25. Evolution of the immunomodulatory role of the heat shock protein gp96

Author

Robert J, Cohen N, Gd, Maniero, Ana Goyos, Morales H, and Gantress J

Subjects

Adjuvants, Immunologic, Antigens, Neoplasm, Xenopus, Animals, Peptides, Biological Evolution, Phylogeny, Protein Binding

Abstract

In mammals, certain heat shock proteins (hsps) participate in specialized responses to stressors associated with pathogens or tumors, and as such, act as agents of immune surveillance interacting with both innate and adaptive immunity. We are investigating the conservation of this role throughout the class of vertebrates.
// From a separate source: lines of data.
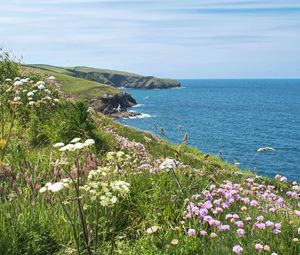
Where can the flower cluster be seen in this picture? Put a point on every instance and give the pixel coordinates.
(100, 187)
(27, 92)
(246, 209)
(74, 145)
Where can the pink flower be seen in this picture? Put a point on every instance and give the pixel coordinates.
(248, 218)
(237, 249)
(269, 224)
(228, 216)
(254, 203)
(239, 224)
(276, 231)
(191, 232)
(277, 225)
(272, 209)
(241, 232)
(260, 225)
(203, 232)
(224, 227)
(259, 247)
(260, 218)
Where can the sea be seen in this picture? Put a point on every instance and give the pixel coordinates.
(229, 118)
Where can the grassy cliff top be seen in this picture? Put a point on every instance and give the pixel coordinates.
(78, 87)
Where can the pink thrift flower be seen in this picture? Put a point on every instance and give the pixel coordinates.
(260, 225)
(241, 232)
(203, 232)
(260, 218)
(239, 224)
(237, 249)
(191, 232)
(269, 224)
(276, 231)
(224, 227)
(277, 225)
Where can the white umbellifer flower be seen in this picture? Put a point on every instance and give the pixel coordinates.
(18, 83)
(78, 146)
(43, 189)
(89, 142)
(75, 140)
(68, 147)
(167, 164)
(58, 145)
(24, 80)
(30, 94)
(153, 229)
(51, 78)
(55, 187)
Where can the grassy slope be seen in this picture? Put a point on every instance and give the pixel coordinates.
(80, 88)
(155, 199)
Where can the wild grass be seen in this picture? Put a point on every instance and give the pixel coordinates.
(171, 189)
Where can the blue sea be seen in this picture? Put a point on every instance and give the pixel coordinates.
(230, 118)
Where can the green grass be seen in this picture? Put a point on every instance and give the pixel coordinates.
(32, 223)
(80, 88)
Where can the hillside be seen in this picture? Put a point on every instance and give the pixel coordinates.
(114, 78)
(102, 97)
(73, 181)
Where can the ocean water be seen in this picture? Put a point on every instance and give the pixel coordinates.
(230, 118)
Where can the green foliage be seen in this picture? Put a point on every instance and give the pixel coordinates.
(9, 68)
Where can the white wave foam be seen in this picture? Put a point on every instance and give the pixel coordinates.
(137, 105)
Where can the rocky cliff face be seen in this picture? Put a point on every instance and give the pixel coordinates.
(127, 80)
(112, 104)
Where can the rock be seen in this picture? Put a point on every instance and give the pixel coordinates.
(112, 104)
(126, 80)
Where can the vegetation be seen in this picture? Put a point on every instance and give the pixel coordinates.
(73, 181)
(80, 88)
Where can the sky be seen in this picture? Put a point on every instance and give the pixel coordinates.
(165, 38)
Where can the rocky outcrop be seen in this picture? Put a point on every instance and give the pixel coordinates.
(126, 80)
(112, 104)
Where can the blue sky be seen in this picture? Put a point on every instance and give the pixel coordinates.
(166, 38)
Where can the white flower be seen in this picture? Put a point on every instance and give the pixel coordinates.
(51, 78)
(68, 147)
(75, 140)
(89, 142)
(41, 84)
(18, 83)
(167, 164)
(78, 146)
(153, 229)
(58, 145)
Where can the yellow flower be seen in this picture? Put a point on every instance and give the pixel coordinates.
(2, 144)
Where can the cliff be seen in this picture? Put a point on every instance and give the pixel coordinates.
(121, 79)
(112, 104)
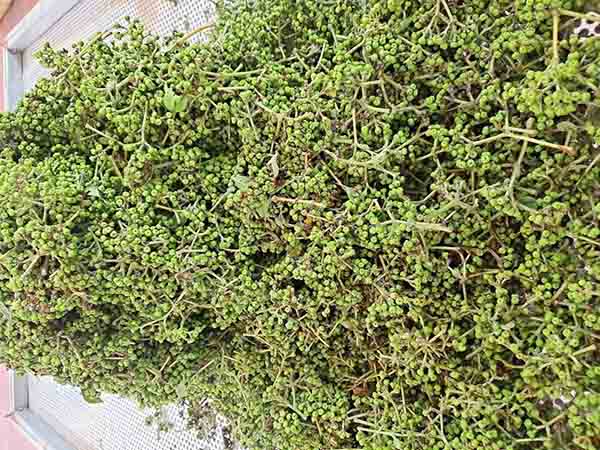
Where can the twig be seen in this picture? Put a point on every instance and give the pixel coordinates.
(293, 201)
(555, 28)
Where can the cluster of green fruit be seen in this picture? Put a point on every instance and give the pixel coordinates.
(351, 224)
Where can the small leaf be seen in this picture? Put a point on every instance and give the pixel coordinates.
(181, 390)
(263, 209)
(242, 183)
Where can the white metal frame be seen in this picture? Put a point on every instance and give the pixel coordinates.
(39, 20)
(32, 426)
We have shown that in Xenopus as in mammals, gp96, the major resident of the endoplasmic reticulum, generates MHC-restricted thymus-dependent immunity in vivo and CR in vitro against minor histocompatibility (H) antigens. By as yet unclear mechanisms that may involve classical MHC-unrestricted cytotoxic CD8+ T cells, gp96 also elicits peptide-specific responses against MHC-class I-negative tumors in adult frogs that may involve cytotoxic NK, MHC-unrestricted CD8+ T and NK/T cells. In naturally MHC class I-deficient but immunocompetent Xenopus larvae, gp96 also generates an innate type of anti-tumor response that is independent of chaperoned peptides. Finally, in a subset of Xenopus sIgM+ B cells, a substantial fraction of gp96 is directed to the cell surface by an active process that is upregulated by bacterial stimulation. This may allow gp96 to access the extracellular compartment without necrosis. Given the dual abilities of gp96 to chaperone antigenic peptides and to modulate innate immune responses, we propose that stimulated B cells that are up-regulating surface gp96 can directly interact with antigen presenting cells (APC) and/or T helper (Th) cells to trigger or amplify immune responses.